A ring that graced the block at Sotheby's Geneva earlier this week has shattered the record for any jewel sold at auction, twinkling past its presale estimate of $27-38 million to fetch a flashy $46 million. The gem was snatched up by London jewelry dealer Laurence Graff, who offered his closing bid over the phone with Sotheby's Asia chairman Patti Wong bidding on his behalf. Put up for sale by a private collector, the ring features a dazzling 24.78-carat emerald-cut diamond of a "fancy intense pink" hue, which is the actual classification given its color by the Gemological Institute of America. The auction raised a total of $105 million, exceeding presale expectations of $67-97 million.
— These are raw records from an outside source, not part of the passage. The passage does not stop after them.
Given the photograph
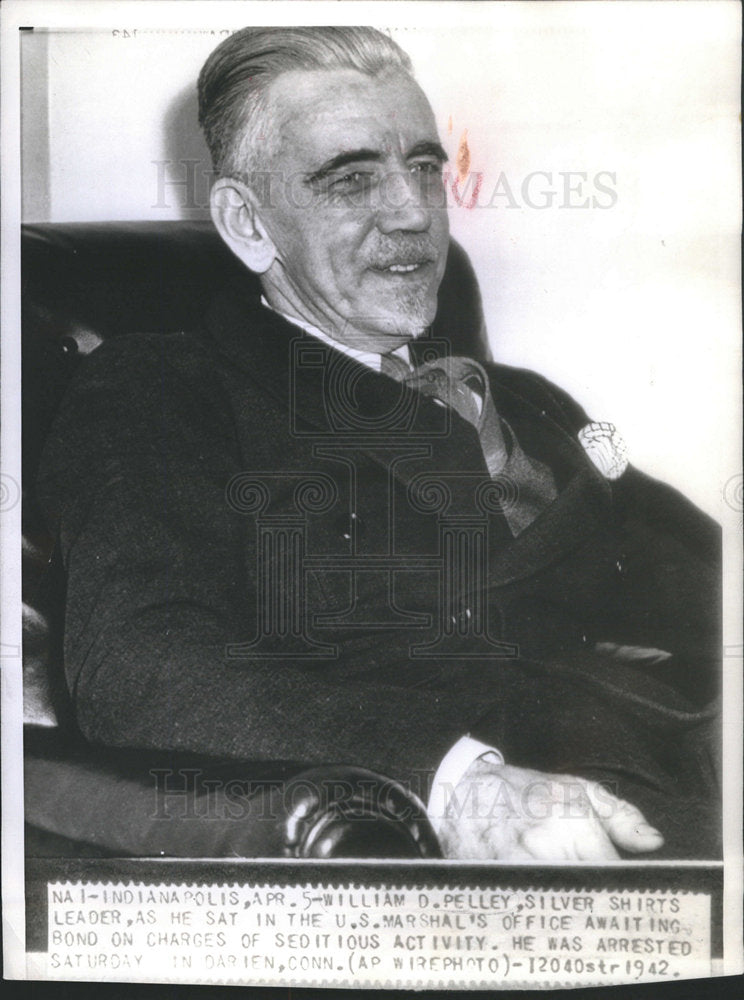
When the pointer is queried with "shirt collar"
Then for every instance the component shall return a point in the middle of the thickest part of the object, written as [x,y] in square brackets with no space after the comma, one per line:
[367,358]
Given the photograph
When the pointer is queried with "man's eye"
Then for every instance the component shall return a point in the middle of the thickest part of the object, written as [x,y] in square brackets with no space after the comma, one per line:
[432,168]
[351,183]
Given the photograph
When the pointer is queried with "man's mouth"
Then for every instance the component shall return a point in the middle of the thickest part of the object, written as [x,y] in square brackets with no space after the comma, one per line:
[401,268]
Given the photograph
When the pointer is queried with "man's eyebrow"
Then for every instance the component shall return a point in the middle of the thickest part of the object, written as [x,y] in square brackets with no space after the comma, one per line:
[363,155]
[434,149]
[342,160]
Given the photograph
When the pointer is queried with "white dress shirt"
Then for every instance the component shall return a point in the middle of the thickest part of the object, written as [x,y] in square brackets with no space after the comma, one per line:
[466,750]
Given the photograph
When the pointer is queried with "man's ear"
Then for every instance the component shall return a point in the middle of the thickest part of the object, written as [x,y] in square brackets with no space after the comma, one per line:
[235,214]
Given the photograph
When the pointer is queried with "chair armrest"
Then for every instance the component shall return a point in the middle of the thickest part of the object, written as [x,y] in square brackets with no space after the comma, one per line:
[140,804]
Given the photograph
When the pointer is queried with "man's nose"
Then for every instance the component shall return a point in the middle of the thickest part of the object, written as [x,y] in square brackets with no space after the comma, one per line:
[402,204]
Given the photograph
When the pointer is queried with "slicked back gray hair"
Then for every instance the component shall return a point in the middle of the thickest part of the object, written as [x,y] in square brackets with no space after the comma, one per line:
[235,79]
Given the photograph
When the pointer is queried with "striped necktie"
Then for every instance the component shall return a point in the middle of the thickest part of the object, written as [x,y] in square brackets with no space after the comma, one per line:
[462,384]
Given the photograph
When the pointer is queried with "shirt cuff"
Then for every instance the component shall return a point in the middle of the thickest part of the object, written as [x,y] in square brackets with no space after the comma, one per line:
[454,764]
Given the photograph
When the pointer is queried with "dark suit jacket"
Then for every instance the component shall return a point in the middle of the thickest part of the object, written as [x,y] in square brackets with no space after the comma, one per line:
[190,475]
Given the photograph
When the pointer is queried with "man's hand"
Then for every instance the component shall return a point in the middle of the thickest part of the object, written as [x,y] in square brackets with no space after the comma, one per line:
[515,814]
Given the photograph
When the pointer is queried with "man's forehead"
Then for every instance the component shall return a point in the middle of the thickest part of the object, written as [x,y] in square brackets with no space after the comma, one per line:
[327,110]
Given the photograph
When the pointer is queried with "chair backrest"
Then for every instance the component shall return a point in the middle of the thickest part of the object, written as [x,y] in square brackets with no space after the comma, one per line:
[84,282]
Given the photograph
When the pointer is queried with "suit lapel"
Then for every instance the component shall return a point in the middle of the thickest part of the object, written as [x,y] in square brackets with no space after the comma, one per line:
[329,398]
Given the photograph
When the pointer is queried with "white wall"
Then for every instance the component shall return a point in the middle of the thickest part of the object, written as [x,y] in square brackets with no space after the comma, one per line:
[629,301]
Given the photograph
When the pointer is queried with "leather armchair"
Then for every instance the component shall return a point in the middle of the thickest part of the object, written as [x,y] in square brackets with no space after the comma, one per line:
[81,284]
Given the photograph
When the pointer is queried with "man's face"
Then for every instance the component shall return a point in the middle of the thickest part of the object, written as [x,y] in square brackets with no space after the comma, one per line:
[357,211]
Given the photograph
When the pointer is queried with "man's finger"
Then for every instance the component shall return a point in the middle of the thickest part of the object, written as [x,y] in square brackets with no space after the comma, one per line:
[627,827]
This diamond ring sold for $46 million at Sotheby's Geneva earlier this week to London jewelry dealer Laurence Graff, who has named it the "Graff Pink." / Courtesy Sotheby's
When bidding on the stunning lot closed,Sotheby's international jewelry department chairman Dave Bennett immediately announced the world record to an eruption of applause, Sky News reports. Of the gem, last seen on the market 60 years ago when it was purchased from famed jeweler Harry Winston, Graff states: "It is the most fabulous diamond I've seen in the history my career." And Bennett agrees. "It was simply one of the most desirably diamonds I have seen during my 35-year career at Sotheby's," the Sotheby's chairman said in the auction house's statement.
The diamond -- an exceedingly rare specimen, as there is a noted scarcity of pink diamonds of more than 20 carats -- has been proudly named the "Graff Pink" by its new owner. In paying the astronomical sum, Graff broke his own previous record for a gem at auction, which he set in December 2008 when he paid $24 million for the 35.56-carat grayish-blue "Wittelsbach Diamond" at Christie's London.
He then re-cut that jewel, raising cries of alarm from gemstone purists who deemed his act that of a diamond vandal. According to Sotheby's, the "Graff Pink" bears a flaw unnoticeable to the human eye. Thankfully, however, it may be removed with non-invasive re-polishing.